Peggy Bell Miller, his aunt who is married to Kelly Miller, one of the country’s top senior amateur golfers who oversees the operations at Pine Needles, created 36 white hats with the words MCGOO in block letters to signify Michael’s family nickname. Family members will also don blue ribbons with the letters BBM inscribed on a metallic pin to honor the late Bonnie Bell McGowan.

On Monday, a former UNC teammate, Andy Knox, followed him around his nine-hole practice round with his young sign. By Thursday, his gallery should swell into triple figures. Pat’s brother from California is expected to fly in. Michael said ex-UNC teammates, including his former roommate Clark Palmer, will be at Pinehurst, along with other friends from Charlotte.

And he should receive plenty of support from the Sandhills community, especially everyone associated with Pine Needles.

McGowan is doing his best not to get carried away with the hoopla. For a first-time competitor, it can be an overwhelming experience. On Sunday night, he enjoyed a steak dinner at the Millers. He’s also planning a visit to one of his favorite haunts, Thai Orchid, in nearby Aberdeen. Sleeping in his own bed and making a 5-minute commute is a nice fringe benefit.

On Tuesday, he planned a practice round with Zac Blair, whose father, Jimmy, was a teammate of Pat McGowan at BYU, as well as first-time U.S. Open qualifier Harry Higgs, currently starring on the Korn Ferry Tour.

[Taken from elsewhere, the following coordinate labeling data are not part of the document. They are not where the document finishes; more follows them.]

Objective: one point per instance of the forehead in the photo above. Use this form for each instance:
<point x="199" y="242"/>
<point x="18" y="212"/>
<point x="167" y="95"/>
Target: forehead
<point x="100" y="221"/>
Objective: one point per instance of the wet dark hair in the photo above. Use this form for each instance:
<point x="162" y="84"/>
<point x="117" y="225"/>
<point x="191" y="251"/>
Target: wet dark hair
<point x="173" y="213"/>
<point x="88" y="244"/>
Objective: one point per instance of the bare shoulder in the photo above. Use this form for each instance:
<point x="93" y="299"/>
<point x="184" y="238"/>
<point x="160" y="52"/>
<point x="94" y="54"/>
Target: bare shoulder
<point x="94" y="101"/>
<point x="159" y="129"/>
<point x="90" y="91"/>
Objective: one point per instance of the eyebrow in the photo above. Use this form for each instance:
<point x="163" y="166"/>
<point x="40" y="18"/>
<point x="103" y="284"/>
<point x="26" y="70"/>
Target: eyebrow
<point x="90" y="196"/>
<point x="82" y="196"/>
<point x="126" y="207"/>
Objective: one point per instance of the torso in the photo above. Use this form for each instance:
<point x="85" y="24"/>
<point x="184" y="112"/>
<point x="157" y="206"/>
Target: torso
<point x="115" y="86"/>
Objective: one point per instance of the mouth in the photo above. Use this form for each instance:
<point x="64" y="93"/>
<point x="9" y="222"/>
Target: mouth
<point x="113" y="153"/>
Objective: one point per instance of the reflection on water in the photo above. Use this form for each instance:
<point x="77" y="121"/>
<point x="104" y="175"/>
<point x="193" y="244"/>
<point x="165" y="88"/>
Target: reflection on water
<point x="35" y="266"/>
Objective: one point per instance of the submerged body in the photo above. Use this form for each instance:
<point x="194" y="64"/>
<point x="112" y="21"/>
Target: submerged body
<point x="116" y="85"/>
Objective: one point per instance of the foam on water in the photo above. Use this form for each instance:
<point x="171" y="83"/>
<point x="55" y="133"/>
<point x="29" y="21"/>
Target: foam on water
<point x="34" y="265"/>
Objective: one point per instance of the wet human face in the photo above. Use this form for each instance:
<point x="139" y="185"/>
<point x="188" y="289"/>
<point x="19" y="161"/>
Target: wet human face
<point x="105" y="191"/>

“I could spend all day out here,” said Michael, who has toured No. 2 countless times in competition at the North & South Amateur and during recreational rounds. “It’s like being a kid in a candy store. I want to see guys I’ve seen on TV like Tiger [Woods], for example, and be around it. At the same time, I need to get the work done early. You have to go in that cycle, so you have enough energy come Sunday afternoon to be focused.”

McGowan’s ultimate goal is to earn a weekend tee time and possibly get into contention. Nineteen years ago, a local/final qualifier by the name of Jason Gore had a dream week at Pinehurst, earning a final Sunday pairing with two-time champion Retief Goosen. There is no reason why McGowan can’t follow a similar narrative, starting with Thursday’s opening round.

“Hitting that [first] tee shot will be very special,” said McGowan. “I’ve done enough stuff to get to this point. It’s another round of golf. I know that’s hard to say. But you are telling yourself certain things. I just have to have fun and enjoy it.”